I spent a day, and watch it rebuild, killed off most services, and made
backups of family photos and such during this time. (I also pulled the log
files) It took ~20hrs to rebuild, and it didn't crash during this time(the
previous 2 times it died in about an hr) The system appeared good and
stable, but went down the next day.
The box is currently off. Hopefully this sat I will be able to follow the
directions on here to add the hot spare.
I just don't understand how something under /exports/array1/ with no system
files could take down the box. I'm going to comb through logs again to see
if there is anything else, but so far only the 1 drive reported errors.
Thanks again
-Cody
On Sat, Feb 4, 2012 at 5:39 PM, John Andersen
On 2/4/2012 3:28 PM, Cody Nelson wrote:
I have a software Raid5 with 4 1TB drives. I first found that the system was hung and couldn't get anything on the screen, rebooted and did some poking around before it went down again. I do have a spare drive but not sure which drive it is. Think I read a drive number giving some errors. Right now that PC is off till I get some information and a plan of action.

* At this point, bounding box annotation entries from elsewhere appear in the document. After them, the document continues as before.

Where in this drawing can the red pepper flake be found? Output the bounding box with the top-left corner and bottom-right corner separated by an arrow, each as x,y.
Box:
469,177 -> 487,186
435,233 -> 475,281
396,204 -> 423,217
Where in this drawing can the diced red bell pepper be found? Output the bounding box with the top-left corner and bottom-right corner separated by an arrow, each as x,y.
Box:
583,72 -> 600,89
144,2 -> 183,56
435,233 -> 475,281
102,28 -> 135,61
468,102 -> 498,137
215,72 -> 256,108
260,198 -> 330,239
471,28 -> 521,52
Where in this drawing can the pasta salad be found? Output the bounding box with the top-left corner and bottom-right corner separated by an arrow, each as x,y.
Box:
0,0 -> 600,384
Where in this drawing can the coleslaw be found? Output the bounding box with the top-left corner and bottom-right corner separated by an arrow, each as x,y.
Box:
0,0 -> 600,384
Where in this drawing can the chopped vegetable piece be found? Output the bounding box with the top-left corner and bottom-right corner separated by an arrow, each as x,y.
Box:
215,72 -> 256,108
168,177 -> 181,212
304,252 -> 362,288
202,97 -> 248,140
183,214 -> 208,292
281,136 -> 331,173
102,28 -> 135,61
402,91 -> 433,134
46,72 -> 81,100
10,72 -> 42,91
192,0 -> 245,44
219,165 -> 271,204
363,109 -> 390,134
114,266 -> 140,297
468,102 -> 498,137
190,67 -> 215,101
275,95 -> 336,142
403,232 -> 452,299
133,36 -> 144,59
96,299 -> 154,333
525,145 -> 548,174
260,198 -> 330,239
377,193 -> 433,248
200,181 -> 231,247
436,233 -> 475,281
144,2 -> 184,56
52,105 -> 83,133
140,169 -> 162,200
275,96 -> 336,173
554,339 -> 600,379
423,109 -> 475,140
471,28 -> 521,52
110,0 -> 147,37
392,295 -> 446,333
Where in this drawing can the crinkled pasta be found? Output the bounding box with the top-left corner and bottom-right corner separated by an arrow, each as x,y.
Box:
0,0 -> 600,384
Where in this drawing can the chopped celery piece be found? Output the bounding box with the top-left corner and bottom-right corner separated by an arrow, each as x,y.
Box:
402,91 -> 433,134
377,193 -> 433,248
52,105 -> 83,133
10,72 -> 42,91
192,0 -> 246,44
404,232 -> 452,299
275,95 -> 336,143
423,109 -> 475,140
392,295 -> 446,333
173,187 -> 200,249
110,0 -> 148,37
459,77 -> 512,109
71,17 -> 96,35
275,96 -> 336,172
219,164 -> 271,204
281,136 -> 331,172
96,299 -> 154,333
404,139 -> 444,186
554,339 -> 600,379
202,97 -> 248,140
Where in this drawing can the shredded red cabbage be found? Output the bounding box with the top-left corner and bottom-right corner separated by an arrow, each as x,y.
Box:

Each time the server is on, its up for about 30 min, then is unresponsive. Bellow is some of the output, I'd appreciate any help, I'm not use to software raid issues.

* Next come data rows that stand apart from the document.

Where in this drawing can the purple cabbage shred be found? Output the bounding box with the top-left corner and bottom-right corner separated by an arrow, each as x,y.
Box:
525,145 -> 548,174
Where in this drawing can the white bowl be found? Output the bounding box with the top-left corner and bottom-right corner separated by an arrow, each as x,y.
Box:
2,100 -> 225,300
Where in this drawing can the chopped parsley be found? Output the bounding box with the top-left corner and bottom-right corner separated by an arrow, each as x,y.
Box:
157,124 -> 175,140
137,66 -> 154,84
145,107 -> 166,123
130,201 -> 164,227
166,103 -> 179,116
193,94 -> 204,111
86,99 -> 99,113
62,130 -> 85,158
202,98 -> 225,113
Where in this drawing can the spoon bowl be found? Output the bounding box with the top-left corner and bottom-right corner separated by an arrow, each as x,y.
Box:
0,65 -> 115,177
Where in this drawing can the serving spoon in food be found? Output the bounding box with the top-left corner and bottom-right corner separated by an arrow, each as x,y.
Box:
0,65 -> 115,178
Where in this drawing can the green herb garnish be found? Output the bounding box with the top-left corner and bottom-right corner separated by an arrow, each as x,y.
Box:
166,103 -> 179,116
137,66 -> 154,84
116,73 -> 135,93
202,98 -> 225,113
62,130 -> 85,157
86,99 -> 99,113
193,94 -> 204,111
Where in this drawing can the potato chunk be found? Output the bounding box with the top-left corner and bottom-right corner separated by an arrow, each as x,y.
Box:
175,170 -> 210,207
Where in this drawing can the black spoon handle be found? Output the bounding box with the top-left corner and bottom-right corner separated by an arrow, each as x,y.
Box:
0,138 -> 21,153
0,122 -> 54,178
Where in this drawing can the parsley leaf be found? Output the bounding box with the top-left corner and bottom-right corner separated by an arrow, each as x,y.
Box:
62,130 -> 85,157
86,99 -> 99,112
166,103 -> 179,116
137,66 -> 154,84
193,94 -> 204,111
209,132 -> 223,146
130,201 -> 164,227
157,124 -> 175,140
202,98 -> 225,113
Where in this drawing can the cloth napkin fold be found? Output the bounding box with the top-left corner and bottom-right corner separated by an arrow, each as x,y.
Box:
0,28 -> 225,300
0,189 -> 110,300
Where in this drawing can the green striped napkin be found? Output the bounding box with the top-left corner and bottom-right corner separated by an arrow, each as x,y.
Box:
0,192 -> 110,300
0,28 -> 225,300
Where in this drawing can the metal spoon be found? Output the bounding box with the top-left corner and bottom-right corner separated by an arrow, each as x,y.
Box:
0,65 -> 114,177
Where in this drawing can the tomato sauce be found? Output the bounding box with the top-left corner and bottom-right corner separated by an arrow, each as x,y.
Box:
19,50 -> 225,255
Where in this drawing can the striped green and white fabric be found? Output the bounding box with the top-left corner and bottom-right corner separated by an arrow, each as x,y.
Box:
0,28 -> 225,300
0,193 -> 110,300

/dev/md0: Version : 00.90.03 Creation Time : Mon Nov 3 01:30:34 2008 Raid Level : raid5 Array Size : 2930285184 (2794.54 GiB 3000.61 GB) Used Dev Size : 976761728 (931.51 GiB 1000.20 GB) Raid Devices : 4 Total Devices : 4 Preferred Minor : 0 Persistence : Superblock is persistent
Update Time : Fri Jan 13 18:28:23 2012 State : active, resyncing Active Devices : 4 Working Devices : 4 Failed Devices : 0 Spare Devices : 0
Layout : left-symmetric Chunk Size : 64K
Rebuild Status : 1% complete
UUID : 9327adce:9242bb1a:5ddee0bc:b536709a Events : 0.11
Number Major Minor RaidDevice State 0 8 1 0 active sync /dev/sda1 1 8 17 1 active sync /dev/sdb1 2 8 33 2 active sync /dev/sdc1
Oh yea openSUSE 11.1 on an intel celeron 600mhz 512mb ram, 3ware 8 SATA in jbod mode.
Can I turn off the auto fixing to see if the system becomes stable enough to work on?
Thanks, Cody
No I wouldn't turn off auto fixing. Its corrupt, and who knows what you will end up with if you don't let it rebuild.

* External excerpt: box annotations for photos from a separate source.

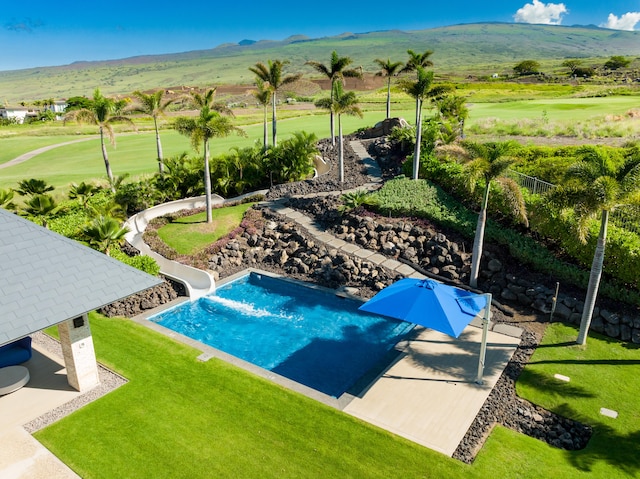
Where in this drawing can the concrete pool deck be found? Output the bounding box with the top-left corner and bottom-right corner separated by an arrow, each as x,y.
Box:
344,326 -> 520,456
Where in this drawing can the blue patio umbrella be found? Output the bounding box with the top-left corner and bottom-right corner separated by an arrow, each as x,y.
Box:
358,278 -> 491,383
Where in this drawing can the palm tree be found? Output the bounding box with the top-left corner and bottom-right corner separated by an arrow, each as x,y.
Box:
253,77 -> 272,151
400,66 -> 433,180
464,141 -> 527,288
400,50 -> 433,126
306,50 -> 362,145
23,194 -> 62,228
132,90 -> 174,175
82,215 -> 129,256
174,88 -> 244,223
550,146 -> 640,344
374,58 -> 402,118
65,88 -> 135,191
316,82 -> 362,183
249,60 -> 302,146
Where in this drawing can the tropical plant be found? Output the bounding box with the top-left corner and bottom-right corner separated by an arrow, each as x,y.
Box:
65,88 -> 135,192
253,77 -> 272,151
550,146 -> 640,344
400,66 -> 433,180
22,194 -> 62,228
174,88 -> 244,223
249,60 -> 302,146
265,131 -> 318,185
400,50 -> 433,127
464,141 -> 527,288
16,178 -> 54,196
374,58 -> 402,118
0,188 -> 16,210
338,190 -> 378,213
131,89 -> 174,174
69,181 -> 101,207
604,55 -> 631,70
316,82 -> 362,183
307,50 -> 362,145
82,215 -> 129,256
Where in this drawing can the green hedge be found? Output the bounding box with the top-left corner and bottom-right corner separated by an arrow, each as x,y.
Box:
375,177 -> 640,304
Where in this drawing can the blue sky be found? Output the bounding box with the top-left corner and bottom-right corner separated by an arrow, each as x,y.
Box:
0,0 -> 640,71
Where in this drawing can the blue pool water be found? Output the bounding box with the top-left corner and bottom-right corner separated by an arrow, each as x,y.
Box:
149,273 -> 413,397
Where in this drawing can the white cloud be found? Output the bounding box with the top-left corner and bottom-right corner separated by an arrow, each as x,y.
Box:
513,0 -> 569,25
600,12 -> 640,30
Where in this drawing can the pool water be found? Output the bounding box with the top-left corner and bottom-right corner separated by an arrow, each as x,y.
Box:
149,273 -> 413,398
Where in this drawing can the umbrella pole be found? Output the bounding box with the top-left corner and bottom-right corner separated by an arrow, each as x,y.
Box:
476,293 -> 491,384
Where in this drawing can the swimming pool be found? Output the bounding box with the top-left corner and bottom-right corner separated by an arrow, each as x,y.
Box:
149,272 -> 413,398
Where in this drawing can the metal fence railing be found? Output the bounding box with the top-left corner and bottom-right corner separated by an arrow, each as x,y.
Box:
507,170 -> 640,235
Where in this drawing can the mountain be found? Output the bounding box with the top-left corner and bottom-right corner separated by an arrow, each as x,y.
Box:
0,23 -> 640,103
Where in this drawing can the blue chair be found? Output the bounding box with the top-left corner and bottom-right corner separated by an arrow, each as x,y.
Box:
0,336 -> 31,368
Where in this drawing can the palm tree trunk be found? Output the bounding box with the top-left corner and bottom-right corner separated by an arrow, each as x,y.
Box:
576,210 -> 609,344
100,127 -> 116,193
413,99 -> 422,180
271,90 -> 278,146
387,77 -> 391,119
262,102 -> 269,151
329,86 -> 336,146
204,140 -> 213,223
469,181 -> 491,288
338,115 -> 344,183
153,115 -> 164,175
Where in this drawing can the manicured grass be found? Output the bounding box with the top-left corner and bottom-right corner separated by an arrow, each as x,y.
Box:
36,315 -> 469,479
517,323 -> 640,477
158,203 -> 253,254
0,111 -> 412,190
36,313 -> 640,479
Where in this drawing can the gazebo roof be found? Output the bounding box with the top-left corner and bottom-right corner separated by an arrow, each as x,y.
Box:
0,208 -> 161,345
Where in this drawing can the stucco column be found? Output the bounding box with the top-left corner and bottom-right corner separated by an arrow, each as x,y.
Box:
58,314 -> 100,392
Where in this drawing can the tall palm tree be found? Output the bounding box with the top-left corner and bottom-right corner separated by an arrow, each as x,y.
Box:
174,88 -> 244,223
65,88 -> 135,191
374,58 -> 402,118
316,82 -> 362,183
253,77 -> 272,151
306,50 -> 362,145
550,147 -> 640,344
400,66 -> 433,180
400,50 -> 433,125
464,141 -> 527,288
82,215 -> 129,256
249,60 -> 302,146
132,90 -> 174,175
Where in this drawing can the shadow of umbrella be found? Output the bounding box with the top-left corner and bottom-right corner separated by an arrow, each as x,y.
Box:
358,278 -> 491,384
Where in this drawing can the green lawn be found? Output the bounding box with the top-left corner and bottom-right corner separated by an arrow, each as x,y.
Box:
0,110 -> 412,190
36,314 -> 640,479
158,203 -> 254,254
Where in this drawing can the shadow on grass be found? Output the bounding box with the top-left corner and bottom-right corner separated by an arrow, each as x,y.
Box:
518,370 -> 594,400
566,423 -> 640,477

Its in a rebuild state. Leave it alone, and see if it can recover would be my advice.
Put up a top display to make sure it is still rebuilding and leave it alone and keep users off till it digs itself out. Its a celeron for christ sake!!!
Maybe go buy some ram?
You might want to add the spare to the array now, so that if mdadm decides a drive is toast it can swap in the new one, and maybe want to tail /var/log/warn for a while.
(This is why I never put root on raid5, you can always re-install the OS on a fresh drive, but rebuilding a raid 5 can be really painful when it includes / and the system itself.)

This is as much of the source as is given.